Unos meses antes de su muerte, a los 83 años, el periodista Marcelo Costanzo lo encontró caminando por un boulevard de San Martín y no dudó en grabar la conversación, que se convirtió en su última entrevista.
- Costanzo: “A mí me interesa su historia”
- Barreda: “A mí no”
- Costanzo: “Cuénteme por qué está en San Martín nada más. Eso sólo quiero saber”
- Barreda: “Porque yo estaba en General Rodríguez y de ahí vine a parar a San Martín”
- Costanzo: “¿Cómo está usted después de todo lo que pasó?”
- Barreda: “Bien”
- Costanzo: “¿Está arrepentido? ¿Qué siente hoy?”
- Barreda: “Son cosas que no quiero volver atrás con eso”
Pese a los intentos del odontólogo por cerrar la charla, el cronista caminó junto a él sin dejar de interrogarlo: “Lo conozco hace mucho porque yo vivía en La Plata.
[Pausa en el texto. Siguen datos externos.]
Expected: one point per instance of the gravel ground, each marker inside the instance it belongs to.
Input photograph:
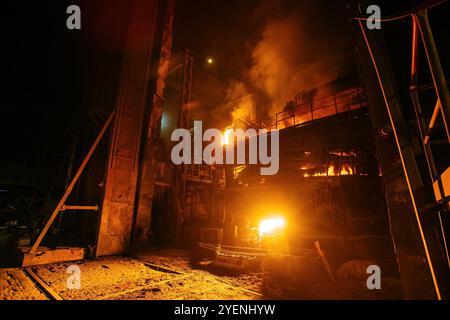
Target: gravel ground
(124, 278)
(15, 285)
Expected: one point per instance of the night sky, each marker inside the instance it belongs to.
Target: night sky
(46, 67)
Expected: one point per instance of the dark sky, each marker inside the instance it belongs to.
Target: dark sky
(44, 68)
(229, 30)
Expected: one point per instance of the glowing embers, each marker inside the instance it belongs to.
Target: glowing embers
(271, 226)
(333, 171)
(338, 163)
(226, 138)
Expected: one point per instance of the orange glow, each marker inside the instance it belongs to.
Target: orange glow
(331, 170)
(346, 170)
(269, 226)
(226, 136)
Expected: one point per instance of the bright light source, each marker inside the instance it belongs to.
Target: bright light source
(226, 137)
(272, 225)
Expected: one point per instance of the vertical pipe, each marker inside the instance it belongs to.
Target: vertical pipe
(434, 62)
(402, 158)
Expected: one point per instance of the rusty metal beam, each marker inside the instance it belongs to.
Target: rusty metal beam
(71, 185)
(118, 207)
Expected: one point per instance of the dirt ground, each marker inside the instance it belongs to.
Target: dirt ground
(168, 275)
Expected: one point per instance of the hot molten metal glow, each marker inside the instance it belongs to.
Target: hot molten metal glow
(226, 136)
(270, 225)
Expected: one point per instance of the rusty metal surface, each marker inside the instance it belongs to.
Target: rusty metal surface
(116, 219)
(146, 182)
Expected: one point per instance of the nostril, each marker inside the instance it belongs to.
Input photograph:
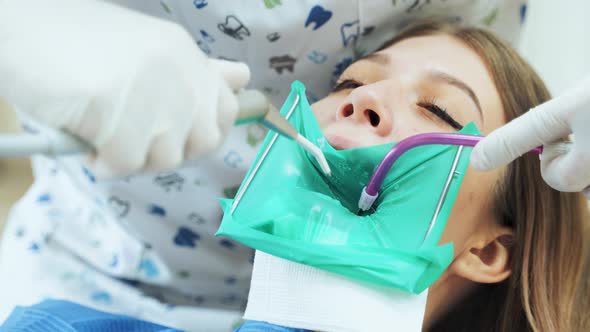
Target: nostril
(374, 118)
(347, 110)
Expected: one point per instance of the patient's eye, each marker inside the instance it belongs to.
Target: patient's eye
(441, 113)
(346, 84)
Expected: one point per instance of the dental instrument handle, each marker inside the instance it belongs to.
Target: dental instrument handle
(25, 145)
(254, 106)
(370, 192)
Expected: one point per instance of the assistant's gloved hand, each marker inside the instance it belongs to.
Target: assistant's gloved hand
(137, 88)
(565, 166)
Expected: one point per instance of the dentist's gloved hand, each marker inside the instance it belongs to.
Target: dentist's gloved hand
(135, 87)
(565, 166)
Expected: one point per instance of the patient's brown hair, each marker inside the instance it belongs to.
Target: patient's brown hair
(548, 289)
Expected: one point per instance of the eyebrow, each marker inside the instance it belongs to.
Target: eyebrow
(434, 75)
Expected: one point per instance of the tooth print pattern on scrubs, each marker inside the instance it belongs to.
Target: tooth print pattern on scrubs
(155, 231)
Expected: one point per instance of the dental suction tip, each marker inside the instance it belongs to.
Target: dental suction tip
(316, 152)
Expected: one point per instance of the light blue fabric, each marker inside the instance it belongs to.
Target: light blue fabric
(257, 326)
(64, 316)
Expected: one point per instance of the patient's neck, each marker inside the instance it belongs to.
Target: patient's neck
(443, 295)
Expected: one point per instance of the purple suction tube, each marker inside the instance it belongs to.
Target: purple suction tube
(411, 142)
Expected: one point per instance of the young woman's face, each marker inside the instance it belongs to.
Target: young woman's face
(423, 84)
Mi pregunta es esa: ¿qué piensa hoy Barreda?”. “Muchas cosas”, retrucó.
Costanzo: “¿Qué? Cuénteme que a mí me interesa”.
Barreda: “No, no, no; es que a mí no me gusta revolver. Cuando uno revuelve mierda sale mal olor”.
Costanzo: “Nunca lo escuchamos arrepentido”.
Barreda: “No”.
Costanzo: “¿No está arrepentido?”.
Barreda: “No, me duele mucho”.
La paciencia de Barreda no duró mucho tiempo más y cuando el periodista le consultó si los vecinos le preguntaban sobre el cuádruple crimen, visiblemente irritado le respondió que no lo hacían porque “son todos lo suficientemente cautos para no andar haciendo preguntas irritantes”. “Usted me irrita ya”, agregó, por si no había sido claro.
En ese momento a su mirada volvió un brillo desafiante que contrastaba con todo el resto de su aspecto físico. “Cuidado porque te voy a empujar...”, pronunció. Y así, con paso lento y cabizbajo, volvió a ser el anciano de 82 años después de la advertencia. Le pidió a un chico que lo ayudara a cruzar la calle, y se alejó.
Solitario y final
Barreda murió prácticamente solo un lunes por la tarde en un geriátrico de José C. Paz. Nadie fue a despedirlo. Fue enterrado por un sepulturero y dos ayudantes, que se encargaron de trasladar el cajón. El único amigo que le quedaba fue el que colocó sobre su tumba en el cementerio.
“Arrepentido de mis pecados cometidos”, dice el epitafio escrito por Pablo Marti, un mensaje que buscó en la muerte la redención del hombre que mientras vivió nunca se arrepintió.